Innovator Vol. 38 No. 1 - Fall 07: RE-IMAGINING TEACHER EDUCATION
Kevin Karr (ABED '91 CERTT EDUC '91)
When Northside principal Kevin Karr transferred to King, another Ann Arbor elementary school, the parents and kids he’d left behind said they’d miss him. He never anticipated how much one family would miss him—enough to move, just so their two kids could attend the school where he was principal.
“I was touched,” he acknowledges—the more so because he and the mother had occasionally clashed. However, those who’ve observed the U-M School of Education graduate on the job aren’t surprised. “Kevin is a natural leader,” says former Ann Arbor school board member Kathy Griswold.
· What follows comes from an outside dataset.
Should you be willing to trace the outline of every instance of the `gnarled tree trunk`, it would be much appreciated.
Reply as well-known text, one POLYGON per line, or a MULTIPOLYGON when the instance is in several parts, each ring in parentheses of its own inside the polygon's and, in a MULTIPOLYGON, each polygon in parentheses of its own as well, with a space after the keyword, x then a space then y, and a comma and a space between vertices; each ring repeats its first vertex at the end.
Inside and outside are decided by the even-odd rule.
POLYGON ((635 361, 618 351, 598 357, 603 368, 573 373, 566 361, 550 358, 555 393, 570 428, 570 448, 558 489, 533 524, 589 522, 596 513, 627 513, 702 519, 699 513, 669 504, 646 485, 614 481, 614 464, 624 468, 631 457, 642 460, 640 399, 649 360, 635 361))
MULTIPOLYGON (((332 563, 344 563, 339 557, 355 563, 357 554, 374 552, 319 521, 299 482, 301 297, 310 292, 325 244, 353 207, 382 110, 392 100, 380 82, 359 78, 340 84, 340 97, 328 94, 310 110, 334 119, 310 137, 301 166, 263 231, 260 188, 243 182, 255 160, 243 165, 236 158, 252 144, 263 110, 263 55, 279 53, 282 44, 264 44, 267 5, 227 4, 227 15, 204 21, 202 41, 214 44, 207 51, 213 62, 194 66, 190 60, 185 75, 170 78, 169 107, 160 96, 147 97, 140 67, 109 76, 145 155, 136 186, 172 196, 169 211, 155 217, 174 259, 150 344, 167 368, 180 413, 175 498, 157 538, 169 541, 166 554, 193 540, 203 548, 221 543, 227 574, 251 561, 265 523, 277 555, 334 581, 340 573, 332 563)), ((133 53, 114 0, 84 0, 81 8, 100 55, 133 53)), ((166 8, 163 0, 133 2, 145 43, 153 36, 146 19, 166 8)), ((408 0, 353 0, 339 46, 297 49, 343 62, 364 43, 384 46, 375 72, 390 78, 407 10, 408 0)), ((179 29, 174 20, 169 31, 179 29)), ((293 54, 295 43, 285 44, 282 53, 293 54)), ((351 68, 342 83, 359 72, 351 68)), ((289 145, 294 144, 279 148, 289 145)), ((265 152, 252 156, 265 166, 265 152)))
Now 39, Karr taught at Northside several years. When he was just 30, after a brief stint as acting principal, he took the top job. Karr’s biggest challenge was to improve the dismal reading and writing skills of too many students. When he left after six years, the reading and writing test scores had risen from below average to among the district’s highest. Karr emphasized “balanced literacy,” an approach that encourages both group and individual reading. He visited classrooms regularly. “You have to both deliver the message and support the teachers,”
he says.
At the more affluent Martin Luther King Jr. Elementary School, Karr deals with professional parents who sometimes set very high goals for their children. He works on helping parents develop and set realistic expectations—while forcing himself to be straight about his own. His courses at U-M, he says, led him to set “very high standards for the work I do.” (Another bonus of attending U-M: he met his wife, Stephanie. She teaches math and science, and they are the parents of Ryan, 12.)
Karr has a master’s degree in educational leadership and is a former Michigan Marching Band scholarship winner. He had pondered more lucrative careers than education, but his enjoyment of helping children learn won out. The gratifications can be sweet. Encouraging King students to write letters, he was stunned when U-M head football coach Lloyd Carr, responding to a fourth-grader’s letter, showed up at school on Karr’s birthday. (Karr had joked to King students that the football hero was his “long lost” cousin, who spelled his name differently.) The letter in itself brought Karr pleasure: “I have to keep this letter top secret,” the girl had written, “ because we don’t want my nice, caring, fun principal to know.”